Question soumise le 25 juin 2019

Mme Caroline Janvier attire l'attention de M. le ministre de l'action et des comptes publics sur les conditions d'attribution d'avantages fiscaux pour les personnes en situation de handicap. En France, certaines personnes en situation de handicap peuvent bénéficier d'avantages fiscaux afin d'alléger leurs charges et leur permettre une vie plus facile au quotidien. Cependant, le système d'attribution de ces avantages fiscaux en fonction des taux de handicap établis par la MDPH peut, dans certains cas, être discriminatoire. En effet, les personnes titulaires d'une pension militaire ou suite à un accident du travail dont l'invalidité est d'au moins 40 %, ainsi que les personnes titulaires d'une carte d'invalidité d'au moins 80 %, peuvent légalement bénéficier d'une demi part supplémentaire lorsqu'elles doivent s'acquitter de leurs impôts. Or les personnes souffrant d'un handicap de naissance qui les situe dans les tranches de 0 à 50 %, puis de 50 % à 79 %, ne peuvent bénéficier d'un tel avantage. Une attention particulière devrait ainsi être portée sur les personnes atteintes d'un handicap dont le taux se trouve entre 50 % et 79 %. Leur vie est clairement affectée et elles se retrouvent, dans cette situation, doublement sanctionnées au regard des coûts et des inquiétudes qu'une personne non-handicapée n'aurait pas à subir, ou vis-à-vis des titulaires d'une pension d'invalidité avec un taux d'au moins 40 %. Elle souhaiterait ainsi savoir dans quelle mesure il serait possible d'inclure ces personnes en situation de handicap depuis la naissance au sein des bénéficiaires d'une demi-part supplémentaire pour le calcul de leur impôt sur le revenu.

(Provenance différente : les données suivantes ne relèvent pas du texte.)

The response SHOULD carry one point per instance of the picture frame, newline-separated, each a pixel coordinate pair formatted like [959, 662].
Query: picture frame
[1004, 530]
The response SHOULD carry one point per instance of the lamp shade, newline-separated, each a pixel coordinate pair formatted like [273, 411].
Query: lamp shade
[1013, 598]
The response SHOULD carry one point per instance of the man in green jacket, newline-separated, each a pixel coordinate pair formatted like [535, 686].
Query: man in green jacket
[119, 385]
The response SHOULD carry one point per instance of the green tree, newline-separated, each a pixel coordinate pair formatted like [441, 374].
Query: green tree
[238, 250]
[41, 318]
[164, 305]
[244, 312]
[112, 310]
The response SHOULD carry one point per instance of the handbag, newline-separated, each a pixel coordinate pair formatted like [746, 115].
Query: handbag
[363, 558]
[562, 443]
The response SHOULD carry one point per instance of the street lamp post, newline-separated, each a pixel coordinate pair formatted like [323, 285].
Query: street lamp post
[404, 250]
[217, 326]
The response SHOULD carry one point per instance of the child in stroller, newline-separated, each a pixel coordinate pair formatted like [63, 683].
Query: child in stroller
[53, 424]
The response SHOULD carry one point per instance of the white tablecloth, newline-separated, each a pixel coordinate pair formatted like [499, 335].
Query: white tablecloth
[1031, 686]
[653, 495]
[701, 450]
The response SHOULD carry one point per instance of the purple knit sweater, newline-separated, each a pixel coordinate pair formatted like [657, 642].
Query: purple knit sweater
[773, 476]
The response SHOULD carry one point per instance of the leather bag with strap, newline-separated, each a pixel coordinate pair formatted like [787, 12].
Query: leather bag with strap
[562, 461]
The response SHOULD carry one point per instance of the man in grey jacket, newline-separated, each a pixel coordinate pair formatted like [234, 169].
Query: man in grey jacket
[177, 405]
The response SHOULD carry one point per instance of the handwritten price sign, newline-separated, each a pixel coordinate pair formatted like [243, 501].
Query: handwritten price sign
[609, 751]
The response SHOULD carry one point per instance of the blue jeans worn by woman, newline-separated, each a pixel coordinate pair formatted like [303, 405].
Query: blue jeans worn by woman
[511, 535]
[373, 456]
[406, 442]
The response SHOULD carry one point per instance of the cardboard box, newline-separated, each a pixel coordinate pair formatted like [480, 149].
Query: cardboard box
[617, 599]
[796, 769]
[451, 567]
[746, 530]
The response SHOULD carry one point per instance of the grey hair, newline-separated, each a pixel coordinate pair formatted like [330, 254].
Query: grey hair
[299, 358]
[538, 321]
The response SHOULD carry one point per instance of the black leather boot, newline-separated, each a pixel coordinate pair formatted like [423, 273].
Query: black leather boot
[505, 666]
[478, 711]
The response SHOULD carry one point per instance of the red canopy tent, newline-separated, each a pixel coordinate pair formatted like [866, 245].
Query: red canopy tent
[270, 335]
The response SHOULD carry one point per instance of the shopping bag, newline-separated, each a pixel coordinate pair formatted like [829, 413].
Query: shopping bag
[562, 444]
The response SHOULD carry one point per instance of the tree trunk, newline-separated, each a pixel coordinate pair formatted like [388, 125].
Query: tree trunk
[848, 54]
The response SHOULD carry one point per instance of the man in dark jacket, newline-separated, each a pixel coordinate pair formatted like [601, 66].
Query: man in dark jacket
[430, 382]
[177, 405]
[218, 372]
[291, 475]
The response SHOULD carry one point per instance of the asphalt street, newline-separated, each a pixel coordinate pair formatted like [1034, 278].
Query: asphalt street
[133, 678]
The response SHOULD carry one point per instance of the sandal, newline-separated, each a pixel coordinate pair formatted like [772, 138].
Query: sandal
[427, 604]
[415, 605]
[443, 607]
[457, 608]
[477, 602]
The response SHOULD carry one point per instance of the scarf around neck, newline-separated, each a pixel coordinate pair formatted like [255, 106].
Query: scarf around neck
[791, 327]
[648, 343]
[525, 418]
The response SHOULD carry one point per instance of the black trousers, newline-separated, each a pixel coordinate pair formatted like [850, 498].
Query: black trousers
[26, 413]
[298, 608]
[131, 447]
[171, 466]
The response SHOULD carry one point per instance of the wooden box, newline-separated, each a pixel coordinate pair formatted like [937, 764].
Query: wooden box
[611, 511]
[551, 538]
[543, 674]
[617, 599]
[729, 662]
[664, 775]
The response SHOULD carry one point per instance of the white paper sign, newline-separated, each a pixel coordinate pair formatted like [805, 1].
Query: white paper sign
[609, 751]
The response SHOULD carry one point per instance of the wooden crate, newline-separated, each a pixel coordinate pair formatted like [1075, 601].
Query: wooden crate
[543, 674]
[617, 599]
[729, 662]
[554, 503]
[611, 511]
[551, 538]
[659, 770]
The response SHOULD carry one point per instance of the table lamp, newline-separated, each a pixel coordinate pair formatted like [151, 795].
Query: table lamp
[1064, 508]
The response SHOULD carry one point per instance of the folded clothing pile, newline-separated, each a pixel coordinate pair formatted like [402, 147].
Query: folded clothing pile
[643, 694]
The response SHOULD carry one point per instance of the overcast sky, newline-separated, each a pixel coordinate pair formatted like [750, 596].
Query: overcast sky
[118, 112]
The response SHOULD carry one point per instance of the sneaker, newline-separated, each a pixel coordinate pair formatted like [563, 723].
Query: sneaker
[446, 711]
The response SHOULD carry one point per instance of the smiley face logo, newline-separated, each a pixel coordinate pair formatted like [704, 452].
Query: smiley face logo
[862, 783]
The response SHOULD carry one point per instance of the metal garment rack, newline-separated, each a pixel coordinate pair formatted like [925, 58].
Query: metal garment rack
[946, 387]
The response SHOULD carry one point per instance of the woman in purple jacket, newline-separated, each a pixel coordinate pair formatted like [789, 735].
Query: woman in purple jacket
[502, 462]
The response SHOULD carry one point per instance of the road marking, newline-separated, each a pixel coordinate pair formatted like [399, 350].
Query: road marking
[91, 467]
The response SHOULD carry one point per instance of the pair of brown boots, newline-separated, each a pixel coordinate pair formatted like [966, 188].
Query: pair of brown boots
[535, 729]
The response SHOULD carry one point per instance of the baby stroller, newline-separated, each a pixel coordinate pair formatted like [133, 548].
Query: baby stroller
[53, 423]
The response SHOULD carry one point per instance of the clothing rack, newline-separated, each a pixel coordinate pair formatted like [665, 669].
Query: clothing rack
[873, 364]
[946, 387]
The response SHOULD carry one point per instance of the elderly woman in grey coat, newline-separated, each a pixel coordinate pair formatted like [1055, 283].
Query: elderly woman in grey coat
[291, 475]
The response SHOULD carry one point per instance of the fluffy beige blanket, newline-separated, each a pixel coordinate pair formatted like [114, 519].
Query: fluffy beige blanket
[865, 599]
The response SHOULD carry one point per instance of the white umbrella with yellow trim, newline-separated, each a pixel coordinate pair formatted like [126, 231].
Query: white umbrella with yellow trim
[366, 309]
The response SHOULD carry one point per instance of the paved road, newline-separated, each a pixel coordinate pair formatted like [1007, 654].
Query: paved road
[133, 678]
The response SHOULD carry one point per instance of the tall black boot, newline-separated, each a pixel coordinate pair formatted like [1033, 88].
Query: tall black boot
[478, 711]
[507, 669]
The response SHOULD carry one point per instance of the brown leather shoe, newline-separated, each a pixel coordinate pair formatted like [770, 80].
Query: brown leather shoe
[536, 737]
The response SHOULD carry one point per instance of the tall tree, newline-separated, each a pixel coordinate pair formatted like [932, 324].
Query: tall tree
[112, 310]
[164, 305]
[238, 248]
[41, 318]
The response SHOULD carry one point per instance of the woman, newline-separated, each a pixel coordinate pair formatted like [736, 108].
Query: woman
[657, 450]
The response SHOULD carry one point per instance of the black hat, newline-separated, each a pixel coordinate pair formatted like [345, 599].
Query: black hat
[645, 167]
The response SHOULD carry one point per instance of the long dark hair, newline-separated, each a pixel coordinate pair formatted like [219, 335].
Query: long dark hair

Réponse émise le 5 novembre 2019

Le système du quotient familial a pour objet de proportionner l'impôt aux facultés contributives de chaque contribuable, celles-ci étant appréciées en fonction du nombre de personnes qui vivent du revenu du foyer. Pour cette raison, les personnes célibataires, divorcées ou veuves sans enfant à charge ont normalement droit à une part de quotient familial et les couples mariés à deux parts. Toutefois, pour prendre en compte la situation des personnes handicapées, l'article 195 du code général des impôts prévoit qu'une demi-part supplémentaire de quotient familial est accordée pour les personnes qui justifient être titulaires de la carte mobilité inclusion portant la mention « invalidité » prévue à l'article L. 241-3 du code de l'action sociale et des familles. En effet, cette carte est délivrée après une instruction des demandes par la commission des droits et de l'autonomie des personnes handicapées (CDAPH), au sein des Maisons départementales des personnes handicapées (MDPH). Ainsi l'octroi de l'avantage fiscal s'appuie sur un critère objectif, l'octroi de la carte d'invalidité, cette dernière étant accordée en fonction des situations de fait appréciées par la commission des droits et de l'autonomie des personnes handicapées. Cette commission comprend notamment des représentants du département, des services et des établissements publics de l'Etat, des organismes de protection sociale, des organisations syndicales, des associations de parents d'élèves et, pour au moins un tiers de ses membres, des représentants des personnes handicapées et de leurs familles désignés par les associations représentatives, et un membre du conseil départemental consultatif des personnes handicapées. L'administration fiscale ne peut remettre en cause les décisions de cette commission. Il n'est pas envisageable de modifier ce critère de majoration de quotient familial et de l'étendre à toutes les personnes qui, bien que supportant un handicap, ne sont pas titulaires de cette carte.